# First time overclocking... Went great!



## Dilyn (Nov 26, 2008)

Well, I was really happy with my new build that I just got done with:
Specs in the My System tab over...
<---There

And I am quite proud of myself...

I wanted to OC my GPU and my CPU. Didn't wanna mess with the RAM only because I've read that OCing that doesn't really yield much performance gain.

I had my friend help me along the way. He reviews computer parts for a living, builds computers, OCs all sorts of stuff. I totally trust him with computers, 'cus he's got hardware that hasn't even been released to the PUBLIC yet. :upset:

Anyways...

I got EVGA Precision for my GPU (made by EVGA, so it has to be a perfect fit, right?!). I got it to go from:
600/1500/900 
With 60% fan
With temps of 45C

To
700/1780/960
With 100% fan
With temps of 65C

No artifacts in ATI Tool, completely stable. Highest temp was 75C in Furmark's stability stress test.

I haven't been able to run an actual benchmark, just because PCMark Vantage and 3DMark 06 won't work?! PCMark doesn't display the results at the end (just says view online, and it shows NOTHING) and 3DMark won't give me a result 'cus the CPU test doesn't work.

But, I went from 150-250 FPS in Assassin's Creed to 300-400 FPS in Assassin's Creed.
It's awesome :grin:

Gonna buy a Thermalright Trad2 VGA cooler with two 92mm fans to cool it down, get my better OC. I had it had something like 
700/1800/980 
With 100% fan
No artifacts in ATI Tool, but in Furmark's stability stress test, I got temps going over 85C, and I don't really think that that's safe 

NOTE
My friend (mentioned earlier) recommends the Trad2 because he thinks that it's the best 9 series cooler out there... He loves it.

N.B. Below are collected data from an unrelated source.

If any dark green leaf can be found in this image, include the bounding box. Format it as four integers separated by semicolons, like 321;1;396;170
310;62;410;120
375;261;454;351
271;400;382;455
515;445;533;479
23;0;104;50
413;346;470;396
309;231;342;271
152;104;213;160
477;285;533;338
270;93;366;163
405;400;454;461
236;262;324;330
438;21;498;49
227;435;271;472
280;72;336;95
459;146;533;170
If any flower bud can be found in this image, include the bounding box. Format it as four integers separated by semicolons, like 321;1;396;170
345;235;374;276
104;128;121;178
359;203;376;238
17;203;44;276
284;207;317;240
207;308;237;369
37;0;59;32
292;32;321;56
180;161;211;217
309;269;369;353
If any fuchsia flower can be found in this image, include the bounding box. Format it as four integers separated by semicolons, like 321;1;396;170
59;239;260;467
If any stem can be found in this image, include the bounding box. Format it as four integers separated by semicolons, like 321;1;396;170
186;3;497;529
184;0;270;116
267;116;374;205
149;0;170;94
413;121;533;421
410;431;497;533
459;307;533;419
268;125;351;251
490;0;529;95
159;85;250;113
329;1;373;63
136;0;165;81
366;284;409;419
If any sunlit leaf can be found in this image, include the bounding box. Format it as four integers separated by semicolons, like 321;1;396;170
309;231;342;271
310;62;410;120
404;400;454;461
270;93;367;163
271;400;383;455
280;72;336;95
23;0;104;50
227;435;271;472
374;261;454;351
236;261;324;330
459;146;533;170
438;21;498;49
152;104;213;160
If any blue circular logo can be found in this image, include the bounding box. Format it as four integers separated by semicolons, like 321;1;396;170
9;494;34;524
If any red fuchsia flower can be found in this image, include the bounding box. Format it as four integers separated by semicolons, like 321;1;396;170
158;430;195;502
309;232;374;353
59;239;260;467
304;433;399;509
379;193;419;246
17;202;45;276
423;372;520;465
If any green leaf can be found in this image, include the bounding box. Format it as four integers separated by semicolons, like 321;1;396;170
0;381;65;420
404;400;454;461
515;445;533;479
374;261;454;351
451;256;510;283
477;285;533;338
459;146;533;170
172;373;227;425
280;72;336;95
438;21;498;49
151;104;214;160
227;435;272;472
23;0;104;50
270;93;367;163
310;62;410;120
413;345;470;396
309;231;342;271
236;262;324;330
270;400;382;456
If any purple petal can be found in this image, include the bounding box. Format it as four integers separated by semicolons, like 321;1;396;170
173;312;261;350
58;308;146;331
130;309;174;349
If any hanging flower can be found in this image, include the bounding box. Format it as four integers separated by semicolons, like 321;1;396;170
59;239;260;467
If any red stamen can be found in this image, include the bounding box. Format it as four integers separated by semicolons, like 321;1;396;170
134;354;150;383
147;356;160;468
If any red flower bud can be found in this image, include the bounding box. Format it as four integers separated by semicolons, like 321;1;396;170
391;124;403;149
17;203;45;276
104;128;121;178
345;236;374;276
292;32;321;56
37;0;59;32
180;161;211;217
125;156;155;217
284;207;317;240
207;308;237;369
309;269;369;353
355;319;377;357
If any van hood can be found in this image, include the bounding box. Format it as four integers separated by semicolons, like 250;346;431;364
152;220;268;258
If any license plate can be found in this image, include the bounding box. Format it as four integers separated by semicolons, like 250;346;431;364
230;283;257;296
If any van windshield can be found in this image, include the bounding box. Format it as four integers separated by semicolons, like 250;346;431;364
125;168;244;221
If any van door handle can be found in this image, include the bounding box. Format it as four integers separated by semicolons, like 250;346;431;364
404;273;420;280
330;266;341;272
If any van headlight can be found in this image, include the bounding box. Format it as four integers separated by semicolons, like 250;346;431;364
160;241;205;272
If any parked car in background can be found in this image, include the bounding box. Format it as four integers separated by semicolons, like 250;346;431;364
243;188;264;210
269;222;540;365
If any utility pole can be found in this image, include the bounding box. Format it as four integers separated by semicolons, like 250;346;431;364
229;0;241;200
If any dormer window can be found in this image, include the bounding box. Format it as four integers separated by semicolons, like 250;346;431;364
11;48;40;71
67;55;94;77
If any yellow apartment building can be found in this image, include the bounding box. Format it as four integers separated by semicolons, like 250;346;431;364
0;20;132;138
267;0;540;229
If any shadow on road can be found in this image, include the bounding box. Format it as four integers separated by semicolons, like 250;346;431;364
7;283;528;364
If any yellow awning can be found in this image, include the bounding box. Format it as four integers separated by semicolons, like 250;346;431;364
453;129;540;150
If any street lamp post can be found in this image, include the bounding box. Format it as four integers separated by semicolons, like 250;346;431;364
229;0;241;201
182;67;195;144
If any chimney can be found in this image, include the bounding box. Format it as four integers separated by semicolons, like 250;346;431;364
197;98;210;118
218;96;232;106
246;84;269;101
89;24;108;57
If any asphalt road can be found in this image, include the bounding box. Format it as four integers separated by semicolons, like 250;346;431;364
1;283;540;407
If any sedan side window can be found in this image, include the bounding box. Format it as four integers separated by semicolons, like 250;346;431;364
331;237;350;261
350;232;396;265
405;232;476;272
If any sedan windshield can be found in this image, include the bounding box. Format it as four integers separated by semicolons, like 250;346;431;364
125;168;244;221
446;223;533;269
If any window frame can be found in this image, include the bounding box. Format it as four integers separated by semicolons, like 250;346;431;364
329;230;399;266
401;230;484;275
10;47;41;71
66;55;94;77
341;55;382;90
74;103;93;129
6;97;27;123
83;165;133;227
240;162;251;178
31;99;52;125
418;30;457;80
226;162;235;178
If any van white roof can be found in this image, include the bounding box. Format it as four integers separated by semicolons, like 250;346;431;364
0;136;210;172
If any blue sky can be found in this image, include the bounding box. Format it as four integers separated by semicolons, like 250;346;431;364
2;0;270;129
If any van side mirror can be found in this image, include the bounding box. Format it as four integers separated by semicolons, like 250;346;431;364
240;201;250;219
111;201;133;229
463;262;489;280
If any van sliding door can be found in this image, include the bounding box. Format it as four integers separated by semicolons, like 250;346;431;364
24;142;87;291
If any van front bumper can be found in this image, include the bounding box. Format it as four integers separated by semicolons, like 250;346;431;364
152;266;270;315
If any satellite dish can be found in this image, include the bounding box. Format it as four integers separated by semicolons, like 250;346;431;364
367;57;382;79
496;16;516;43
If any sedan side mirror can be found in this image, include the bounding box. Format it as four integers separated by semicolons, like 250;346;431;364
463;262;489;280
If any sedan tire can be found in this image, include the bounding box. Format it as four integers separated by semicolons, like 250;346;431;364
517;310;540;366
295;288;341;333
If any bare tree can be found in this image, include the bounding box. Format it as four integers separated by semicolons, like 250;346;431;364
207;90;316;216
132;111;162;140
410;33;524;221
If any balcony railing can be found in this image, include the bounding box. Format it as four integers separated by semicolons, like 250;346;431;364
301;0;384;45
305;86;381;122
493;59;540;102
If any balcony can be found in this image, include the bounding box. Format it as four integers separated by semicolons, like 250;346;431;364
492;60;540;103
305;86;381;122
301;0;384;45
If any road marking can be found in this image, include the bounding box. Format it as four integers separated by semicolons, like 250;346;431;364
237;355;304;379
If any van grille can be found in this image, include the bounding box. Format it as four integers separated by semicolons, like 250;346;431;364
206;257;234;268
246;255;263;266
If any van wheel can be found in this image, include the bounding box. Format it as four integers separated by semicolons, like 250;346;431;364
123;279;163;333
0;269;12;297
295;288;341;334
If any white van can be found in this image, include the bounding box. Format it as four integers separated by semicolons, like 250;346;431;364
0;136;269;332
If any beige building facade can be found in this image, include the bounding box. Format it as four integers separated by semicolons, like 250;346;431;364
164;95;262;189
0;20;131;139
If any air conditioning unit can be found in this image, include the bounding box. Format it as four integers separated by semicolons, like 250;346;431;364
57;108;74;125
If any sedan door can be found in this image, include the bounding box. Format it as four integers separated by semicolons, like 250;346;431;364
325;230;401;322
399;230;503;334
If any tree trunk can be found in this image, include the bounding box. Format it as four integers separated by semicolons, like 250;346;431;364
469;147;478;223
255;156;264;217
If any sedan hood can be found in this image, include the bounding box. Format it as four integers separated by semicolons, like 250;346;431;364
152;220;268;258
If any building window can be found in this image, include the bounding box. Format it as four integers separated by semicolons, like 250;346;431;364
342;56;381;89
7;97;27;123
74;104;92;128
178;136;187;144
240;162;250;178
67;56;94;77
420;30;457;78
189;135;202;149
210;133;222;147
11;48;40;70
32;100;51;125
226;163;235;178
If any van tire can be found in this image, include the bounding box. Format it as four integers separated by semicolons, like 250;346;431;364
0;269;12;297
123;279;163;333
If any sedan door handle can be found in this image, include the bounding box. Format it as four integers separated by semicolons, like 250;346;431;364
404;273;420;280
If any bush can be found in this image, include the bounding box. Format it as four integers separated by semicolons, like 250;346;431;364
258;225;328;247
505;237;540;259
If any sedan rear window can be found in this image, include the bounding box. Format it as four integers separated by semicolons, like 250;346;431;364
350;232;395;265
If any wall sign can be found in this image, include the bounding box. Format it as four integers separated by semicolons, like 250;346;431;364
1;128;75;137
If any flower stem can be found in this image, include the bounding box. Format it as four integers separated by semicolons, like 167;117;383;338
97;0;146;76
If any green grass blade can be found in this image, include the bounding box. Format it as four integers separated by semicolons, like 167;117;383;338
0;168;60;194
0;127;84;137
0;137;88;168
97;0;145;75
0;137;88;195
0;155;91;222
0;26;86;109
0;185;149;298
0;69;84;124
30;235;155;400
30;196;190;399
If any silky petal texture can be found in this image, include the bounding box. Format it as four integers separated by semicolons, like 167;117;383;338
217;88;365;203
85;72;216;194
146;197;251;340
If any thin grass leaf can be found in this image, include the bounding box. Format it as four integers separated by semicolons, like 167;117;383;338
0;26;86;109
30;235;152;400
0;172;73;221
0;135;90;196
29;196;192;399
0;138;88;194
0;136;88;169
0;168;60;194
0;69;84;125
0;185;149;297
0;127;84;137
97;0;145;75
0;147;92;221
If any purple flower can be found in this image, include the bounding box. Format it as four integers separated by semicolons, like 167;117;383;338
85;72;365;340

I then moved on to my CPU. It took about 5 minutes to get it from 2.66 to 3.2. Although, my friend DID do the dirty work of researching for me :grin:
My multi was set to 9.5 and I just set the FSB to 337, and if you do the math (9.5*337) you'll get a little over 3200. So that's 3.2Ghz. Which is pretty safe, considering that it can be clocked to 3.6 and STILL be safe (although with an increase in voltage). 
I got temps of:
47C idle
55C 100% load
And I was quite impressed by this. Didn't think that my Freezer 7 Pro (Arctic Cooling) would do that well in cooling my CPU. Might have something to do with the thermal paste that I used though 


What do you guys think? Think that I can go any higher without having to worry about overheating?


----------



## Warfare (Jun 21, 2008)

I have a few questions for you... 

How did your FPS get boosted 150+ with that small overclock

What powersupply do you have?


----------



## Dilyn (Nov 26, 2008)

I have NO idea how I got that much of a boost. Luck? Mad skillz? 
I PEAKED at a 150 gain. It wasn't straight 150 gain the whole time though. Just during the less intensive parts. I got around a 50-75 gain during the more graphical parts.

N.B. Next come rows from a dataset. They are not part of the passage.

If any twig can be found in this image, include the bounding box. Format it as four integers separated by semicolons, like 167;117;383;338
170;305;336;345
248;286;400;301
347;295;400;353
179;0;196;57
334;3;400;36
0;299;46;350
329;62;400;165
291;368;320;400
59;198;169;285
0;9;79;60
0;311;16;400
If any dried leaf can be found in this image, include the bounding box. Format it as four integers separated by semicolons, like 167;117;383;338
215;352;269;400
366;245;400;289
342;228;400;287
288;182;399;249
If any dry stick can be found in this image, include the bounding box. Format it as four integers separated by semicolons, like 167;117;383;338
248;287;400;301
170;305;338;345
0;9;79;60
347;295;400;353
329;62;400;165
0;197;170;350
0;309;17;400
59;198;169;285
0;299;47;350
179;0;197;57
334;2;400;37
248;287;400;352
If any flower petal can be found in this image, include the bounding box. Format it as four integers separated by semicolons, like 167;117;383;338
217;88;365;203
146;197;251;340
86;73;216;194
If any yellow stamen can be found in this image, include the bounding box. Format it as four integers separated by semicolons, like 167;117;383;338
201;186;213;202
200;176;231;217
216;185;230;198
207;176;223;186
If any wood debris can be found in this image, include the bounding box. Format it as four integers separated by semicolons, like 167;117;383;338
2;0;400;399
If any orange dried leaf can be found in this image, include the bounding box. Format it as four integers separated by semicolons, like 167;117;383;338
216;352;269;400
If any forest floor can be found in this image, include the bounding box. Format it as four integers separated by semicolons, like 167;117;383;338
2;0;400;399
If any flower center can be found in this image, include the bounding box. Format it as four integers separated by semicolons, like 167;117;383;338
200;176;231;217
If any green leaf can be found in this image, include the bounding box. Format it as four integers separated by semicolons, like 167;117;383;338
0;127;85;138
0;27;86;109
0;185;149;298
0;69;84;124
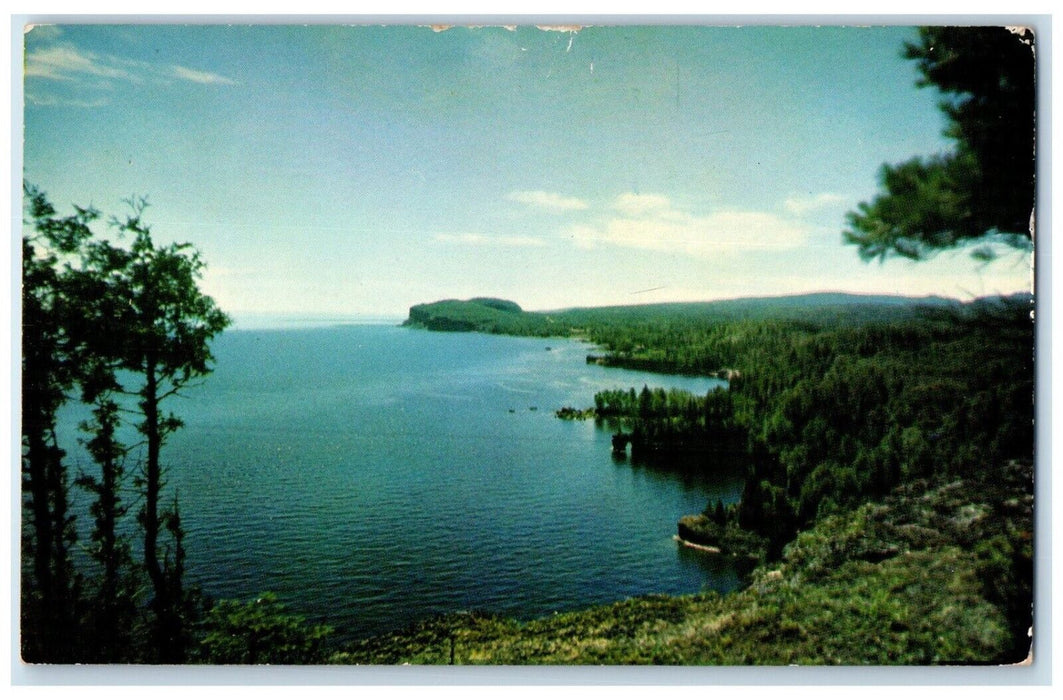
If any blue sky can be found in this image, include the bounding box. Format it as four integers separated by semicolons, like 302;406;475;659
22;23;1033;323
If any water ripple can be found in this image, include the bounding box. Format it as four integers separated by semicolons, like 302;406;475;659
59;325;740;642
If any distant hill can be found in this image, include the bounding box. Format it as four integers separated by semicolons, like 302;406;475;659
402;292;980;336
468;297;522;313
404;297;548;333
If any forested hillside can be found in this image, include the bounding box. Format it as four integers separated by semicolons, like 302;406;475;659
403;293;960;341
403;292;1035;663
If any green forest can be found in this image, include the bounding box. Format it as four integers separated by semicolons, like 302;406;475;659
397;290;1034;664
21;26;1036;666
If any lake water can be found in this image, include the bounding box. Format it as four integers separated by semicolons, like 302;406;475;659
58;324;745;641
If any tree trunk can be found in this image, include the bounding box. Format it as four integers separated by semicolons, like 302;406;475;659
21;421;55;660
141;358;180;660
21;347;76;661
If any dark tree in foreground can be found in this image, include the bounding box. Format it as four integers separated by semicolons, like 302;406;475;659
73;360;139;661
21;187;335;664
845;26;1035;261
21;186;229;662
20;185;96;661
106;197;231;661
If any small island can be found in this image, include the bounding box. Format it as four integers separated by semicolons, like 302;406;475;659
555;406;597;421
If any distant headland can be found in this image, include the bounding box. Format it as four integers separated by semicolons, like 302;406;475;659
401;292;977;337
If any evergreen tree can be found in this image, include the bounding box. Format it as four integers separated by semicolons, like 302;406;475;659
104;196;230;661
845;26;1035;261
21;186;229;662
73;361;139;661
20;184;96;661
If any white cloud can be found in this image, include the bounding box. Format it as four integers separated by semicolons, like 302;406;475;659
172;65;237;85
434;233;547;248
566;224;601;250
24;92;109;108
784;192;848;215
568;195;810;257
612;192;672;216
25;45;132;81
507;190;588;212
25;41;236;89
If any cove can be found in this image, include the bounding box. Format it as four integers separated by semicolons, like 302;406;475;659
58;324;746;642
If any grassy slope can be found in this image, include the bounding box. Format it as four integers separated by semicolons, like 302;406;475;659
335;461;1031;665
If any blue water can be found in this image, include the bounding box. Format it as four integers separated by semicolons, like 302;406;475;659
58;325;745;641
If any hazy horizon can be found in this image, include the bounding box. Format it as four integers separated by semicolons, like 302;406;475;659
229;287;1028;331
22;24;1033;319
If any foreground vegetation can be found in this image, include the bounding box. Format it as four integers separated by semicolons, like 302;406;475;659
399;293;1034;664
21;187;334;664
336;460;1030;665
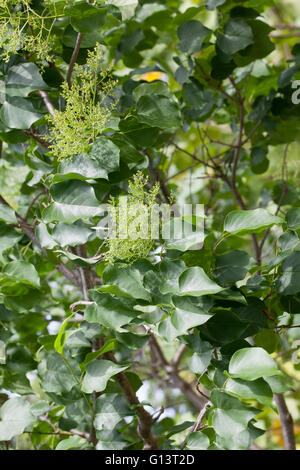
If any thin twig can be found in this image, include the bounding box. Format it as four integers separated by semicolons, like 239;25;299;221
66;33;84;88
70;300;93;311
24;191;45;221
180;402;211;450
37;90;56;117
273;394;296;450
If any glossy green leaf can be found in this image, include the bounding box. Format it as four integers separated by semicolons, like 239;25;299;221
217;20;254;55
136;95;181;129
0;205;17;224
94;393;132;430
0;398;36;441
6;63;48;97
101;261;151;301
51;222;93;247
56;435;88;450
225;377;273;405
214;250;251;284
177;20;211;54
54;313;75;355
55;138;120;182
224;209;283;235
42;181;104;223
229;347;280;380
286;208;300;230
2;261;40;288
0;97;42;129
179;267;224;296
86;292;137;331
186;431;210;450
276;252;300;295
81;360;129;393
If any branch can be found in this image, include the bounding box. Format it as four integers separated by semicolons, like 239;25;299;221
0;195;81;288
172;344;187;368
180;402;211;450
22;128;51;148
196;63;239;104
24;191;45;221
148;336;208;410
66;33;84;88
146;150;172;203
273;394;296;450
70;300;93;311
37;90;56;117
105;350;158;450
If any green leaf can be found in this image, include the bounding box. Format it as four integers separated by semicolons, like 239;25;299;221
206;0;226;10
0;97;42;129
186;431;210;450
66;3;107;34
211;390;258;450
217;20;254;55
179;267;224;296
177;20;211;54
224;208;283;235
81;360;129;393
136;94;181;129
51;222;93;247
56;435;88;450
2;260;40;288
286;208;300;230
54;137;120;182
0;340;6;364
42;180;104;223
54;313;75;355
0;397;36;441
164;217;205;252
101;261;151;301
0;223;22;256
225;377;273;405
94;393;132;430
6;63;49;98
200;310;252;346
109;0;138;20
38;352;79;393
0;205;17;224
158;297;213;342
250;147;269;174
214;250;251;284
229;347;280;381
276;252;300;295
132;81;172;102
172;295;213;328
263;375;293;394
54;249;101;267
80;339;116;372
86;292;137;331
35;222;57;249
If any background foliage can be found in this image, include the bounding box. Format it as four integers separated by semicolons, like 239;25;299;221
0;0;300;450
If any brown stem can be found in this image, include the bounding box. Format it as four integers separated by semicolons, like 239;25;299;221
105;350;158;450
37;90;56;117
22;128;51;148
24;191;45;221
0;195;81;288
180;401;211;450
273;394;296;450
149;336;207;410
196;63;239;105
66;33;84;88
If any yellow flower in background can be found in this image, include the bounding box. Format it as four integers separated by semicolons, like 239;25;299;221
141;71;165;82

My power supply is a Corsair TX750W.


----------



## Warfare (Jun 21, 2008)

Nice overclock, Did you stress test your CPU? I dont think I caught that in your original post.

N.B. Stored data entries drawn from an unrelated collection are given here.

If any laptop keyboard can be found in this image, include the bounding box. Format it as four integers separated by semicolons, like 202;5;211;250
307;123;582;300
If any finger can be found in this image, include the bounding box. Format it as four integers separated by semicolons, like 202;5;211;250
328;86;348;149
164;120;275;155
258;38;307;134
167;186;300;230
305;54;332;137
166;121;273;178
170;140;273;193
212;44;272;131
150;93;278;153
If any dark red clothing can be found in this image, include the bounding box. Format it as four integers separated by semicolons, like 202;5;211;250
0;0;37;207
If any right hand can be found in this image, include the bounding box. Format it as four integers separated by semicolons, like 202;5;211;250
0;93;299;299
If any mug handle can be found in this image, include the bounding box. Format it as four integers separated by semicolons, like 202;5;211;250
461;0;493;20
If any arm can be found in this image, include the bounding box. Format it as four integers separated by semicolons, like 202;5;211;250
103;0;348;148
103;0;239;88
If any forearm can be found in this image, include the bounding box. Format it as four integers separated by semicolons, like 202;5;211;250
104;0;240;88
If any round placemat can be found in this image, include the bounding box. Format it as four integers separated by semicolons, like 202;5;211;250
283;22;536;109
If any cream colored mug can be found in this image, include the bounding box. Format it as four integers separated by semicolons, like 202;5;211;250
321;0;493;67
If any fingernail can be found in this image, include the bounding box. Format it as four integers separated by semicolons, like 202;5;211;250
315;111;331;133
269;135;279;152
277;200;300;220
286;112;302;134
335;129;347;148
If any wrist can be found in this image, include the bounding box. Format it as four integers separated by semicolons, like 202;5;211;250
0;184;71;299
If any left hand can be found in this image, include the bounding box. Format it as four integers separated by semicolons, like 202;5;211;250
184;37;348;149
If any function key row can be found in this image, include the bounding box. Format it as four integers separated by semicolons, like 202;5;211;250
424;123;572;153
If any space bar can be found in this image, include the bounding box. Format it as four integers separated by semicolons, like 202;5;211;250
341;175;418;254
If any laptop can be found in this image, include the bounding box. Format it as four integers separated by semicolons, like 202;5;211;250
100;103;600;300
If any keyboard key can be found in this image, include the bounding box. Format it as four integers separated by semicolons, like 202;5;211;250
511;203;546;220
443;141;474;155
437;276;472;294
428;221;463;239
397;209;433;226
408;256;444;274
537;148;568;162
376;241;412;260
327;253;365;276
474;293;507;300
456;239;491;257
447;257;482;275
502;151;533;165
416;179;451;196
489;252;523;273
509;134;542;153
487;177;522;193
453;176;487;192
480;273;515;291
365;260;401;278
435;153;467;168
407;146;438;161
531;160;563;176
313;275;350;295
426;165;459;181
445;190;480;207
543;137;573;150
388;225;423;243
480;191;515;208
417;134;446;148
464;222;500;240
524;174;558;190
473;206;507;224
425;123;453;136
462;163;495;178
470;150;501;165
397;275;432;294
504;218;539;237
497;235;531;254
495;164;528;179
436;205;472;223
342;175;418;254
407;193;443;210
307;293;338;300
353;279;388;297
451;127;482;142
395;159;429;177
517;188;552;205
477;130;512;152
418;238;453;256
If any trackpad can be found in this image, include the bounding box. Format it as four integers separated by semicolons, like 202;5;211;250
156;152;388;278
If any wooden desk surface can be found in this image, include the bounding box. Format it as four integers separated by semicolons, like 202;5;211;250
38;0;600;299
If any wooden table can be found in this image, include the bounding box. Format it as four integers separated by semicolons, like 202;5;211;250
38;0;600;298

I recommend to run ORTHOS for however long you keep your computer on for. My computer is never really on for more than 12 hours so I tested that for 12 hours. I guess you get it.

I also got my CPU to 3.2 with stock cooler, hoping to get a new cooler soon.


PS 
How do you like Win7??


----------



## Dilyn (Nov 26, 2008)

I stress tested with Orthos. Originally tried some other program (forget what it's called... Only heard praise for it though. Nothing bad) but it didn't work for me. So I just downloaded Orthos and ran it for a bit. Passed 9 tests on both cores, stressed at 100% load. Peaked at 55C with my aftermarket cooler. It's a Freezer 7 Pro by Arctic Cooling. I really suggest getting it. It's kept my CPU nice and chilly, even at high loads for hours on end (I do lots of gaming). Kind of tough to install at first, but that's because this is only the second cooler I've ever installed for a CPU. I blame my novice-ness. Also, some thermal paste is always good 

I really like W7. It's a definite improvement over Vista. Only complaint I've got is that it has seriously effed up my computer (I think). I've had to reinstall the OS (forgot to make a system restore point, apparently it doesn't do that automatically unless you tell it to, like Vista did). And now I just can't boot into any OS. ANY OS. But I don't blame 7 for that. 

I definitely recommend it. But not as the main OS of your computer. I recommend Linux for that


----------



## Warfare (Jun 21, 2008)

Yea I was always interested in Lunix but I'm not a coder. I recently got into trouble shooting for hardware and some software(Mostly games) 

But I'll stop clogging your thread with random conversation. Best of luck with your setup!


----------



## Dilyn (Nov 26, 2008)

No that's completely OK 

Thanks for the good wishes. Recently read your thread btw. Very nice. Good luck with yours. Hopefully you can get a good aftermarket cooler on there.


----------



## AbnormalCreatio (Jan 21, 2009)

might want to ditch those 512mb sticks and get 2 more 1gb sticks so you are running dual channel


----------



## Dilyn (Nov 26, 2008)

Ya I will be doing some upgrades to this thing...

Gonna buy a couple more gigs of RAM, a VGA cooler with two 92mm fans, and then I'll be happier


----------



## AbnormalCreatio (Jan 21, 2009)

Dilyn said:


> Ya I will be doing some upgrades to this thing...
> 
> Gonna buy a couple more gigs of RAM, a VGA cooler with two 92mm fans, and then I'll be happier


very nice. you should see a nice performance boost once you hit dual channel


----------